For photos that are truly bigger than life, digital projectors can display images in exciting multimedia presentations that incorporate music, complex slideshows and, most importantly, bright and big projections of your photography. Whether at home with family or friends or presenting a portfolio of your images to large groups of people, the days of monotonous slide presentations are over. The technology even has improved to the point where capable projectors are more than affordable, and there are so many different models available that making a choice depends less on cost and more on the kind of features that you want to utilize.


For photographers, projectors can be a bit confusing thanks to the flood of available models, but there are key factors that are important to the image-intensive displays that photographers present. One of the most important things to look at when comparing projectors is how many lumens it can project. A lumen is a measurement of the overall brightness of a projector. Lumens from 1000 to 2000 are enough for home viewing in dim rooms, while anything above that is adequate for larger rooms. You also want a higher lumen rating if you need to overpower ambient lighting. So, consider where you typically project to decide how much output you need.

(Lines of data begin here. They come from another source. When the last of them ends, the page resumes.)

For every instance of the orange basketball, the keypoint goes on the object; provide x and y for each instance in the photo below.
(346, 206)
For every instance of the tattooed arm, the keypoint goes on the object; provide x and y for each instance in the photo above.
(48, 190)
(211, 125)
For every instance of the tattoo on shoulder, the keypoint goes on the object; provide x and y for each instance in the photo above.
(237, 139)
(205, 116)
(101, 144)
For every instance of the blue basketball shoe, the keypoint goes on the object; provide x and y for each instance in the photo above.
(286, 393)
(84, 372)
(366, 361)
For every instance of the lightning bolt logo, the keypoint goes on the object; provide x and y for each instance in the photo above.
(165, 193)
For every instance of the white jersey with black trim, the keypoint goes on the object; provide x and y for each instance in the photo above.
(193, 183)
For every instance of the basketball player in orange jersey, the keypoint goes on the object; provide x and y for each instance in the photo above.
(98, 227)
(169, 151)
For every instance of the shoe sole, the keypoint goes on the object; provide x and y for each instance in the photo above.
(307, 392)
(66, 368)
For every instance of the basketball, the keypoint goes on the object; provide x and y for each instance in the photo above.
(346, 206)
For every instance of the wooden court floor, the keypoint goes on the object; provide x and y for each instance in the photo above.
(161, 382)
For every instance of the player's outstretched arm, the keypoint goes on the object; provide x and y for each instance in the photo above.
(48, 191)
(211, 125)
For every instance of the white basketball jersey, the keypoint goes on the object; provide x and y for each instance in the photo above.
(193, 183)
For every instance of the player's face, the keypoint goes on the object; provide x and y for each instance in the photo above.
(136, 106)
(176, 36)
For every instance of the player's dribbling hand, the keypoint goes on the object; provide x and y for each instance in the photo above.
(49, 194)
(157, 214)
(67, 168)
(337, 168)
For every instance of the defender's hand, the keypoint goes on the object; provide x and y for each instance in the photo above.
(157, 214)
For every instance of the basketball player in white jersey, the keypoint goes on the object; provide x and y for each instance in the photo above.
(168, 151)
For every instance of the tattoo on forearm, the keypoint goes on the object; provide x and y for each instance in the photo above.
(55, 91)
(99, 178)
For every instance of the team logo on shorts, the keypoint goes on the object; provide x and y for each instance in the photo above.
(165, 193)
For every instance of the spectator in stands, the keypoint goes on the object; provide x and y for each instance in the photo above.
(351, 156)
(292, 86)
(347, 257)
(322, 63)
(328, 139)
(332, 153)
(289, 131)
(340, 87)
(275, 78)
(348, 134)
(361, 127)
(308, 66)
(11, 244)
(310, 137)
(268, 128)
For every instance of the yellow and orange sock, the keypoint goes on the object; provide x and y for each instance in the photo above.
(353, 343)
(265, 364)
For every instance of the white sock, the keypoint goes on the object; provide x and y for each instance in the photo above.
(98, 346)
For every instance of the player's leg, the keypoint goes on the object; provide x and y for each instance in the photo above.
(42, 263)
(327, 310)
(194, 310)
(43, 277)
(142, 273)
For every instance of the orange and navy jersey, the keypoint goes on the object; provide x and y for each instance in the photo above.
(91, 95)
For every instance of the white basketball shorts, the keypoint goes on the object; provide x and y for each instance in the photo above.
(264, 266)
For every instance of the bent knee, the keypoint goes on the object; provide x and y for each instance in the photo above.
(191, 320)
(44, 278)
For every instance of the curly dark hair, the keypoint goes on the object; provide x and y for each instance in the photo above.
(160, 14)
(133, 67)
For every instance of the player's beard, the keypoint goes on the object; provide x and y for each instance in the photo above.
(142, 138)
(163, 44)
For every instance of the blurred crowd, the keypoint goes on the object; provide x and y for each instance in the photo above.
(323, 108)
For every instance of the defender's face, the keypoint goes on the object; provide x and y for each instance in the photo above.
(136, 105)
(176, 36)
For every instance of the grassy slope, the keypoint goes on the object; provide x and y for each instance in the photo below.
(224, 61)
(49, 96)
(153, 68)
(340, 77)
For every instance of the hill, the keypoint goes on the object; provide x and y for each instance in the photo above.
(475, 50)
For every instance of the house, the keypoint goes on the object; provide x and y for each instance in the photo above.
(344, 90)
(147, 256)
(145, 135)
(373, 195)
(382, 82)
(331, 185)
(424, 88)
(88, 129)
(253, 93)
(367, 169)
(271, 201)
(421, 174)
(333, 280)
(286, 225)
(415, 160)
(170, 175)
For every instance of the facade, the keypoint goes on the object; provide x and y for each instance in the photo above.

Projection distance is important, as well. Many projectors, but not all, have a zoom lens for sizing images to the screen or wall, a much better option than having to move the projector each time you need to make adjustments. Another thing to consider is the aspect ratio of the projector, which refers to the width and length of the projected presentation. Better models often include a variety of aspect ratios in one projector, and selecting the best output dimensions for your photography depends on your images and the screen.


Projection resolution also has had a big boost in recent years because of high definition. While still costly, more consumers are using projectors to watch HD movies. XGA (1024×768) and SXGA+ (1400×1050) resolutions are more than acceptable for photos, and the extra expense of HD resolutions at WXGA-H (1280×720) and HD (1920×1080) may be a good idea if you’re also planning to use the projector as part of your home theater system. HD resolutions offer a 16:9 widescreen aspect ratio, while the native format of XGA and SXGA+ is in 4:3, the same as the boxy size of classic television sets.


Keystone correction is a somewhat standard feature on most projector models, though not all have it. “Keystone” refers to the trapezoid shape of projected images that appear when projecting from an angle beneath the screen. Be aware that the more you use keystone correction, the more that you’re playing with the image’s true resolution, so you can lose sharpness and distort your image. It’s best to set up the projector as close to perfect as possible physically and then use keystone correction if it’s still necessary.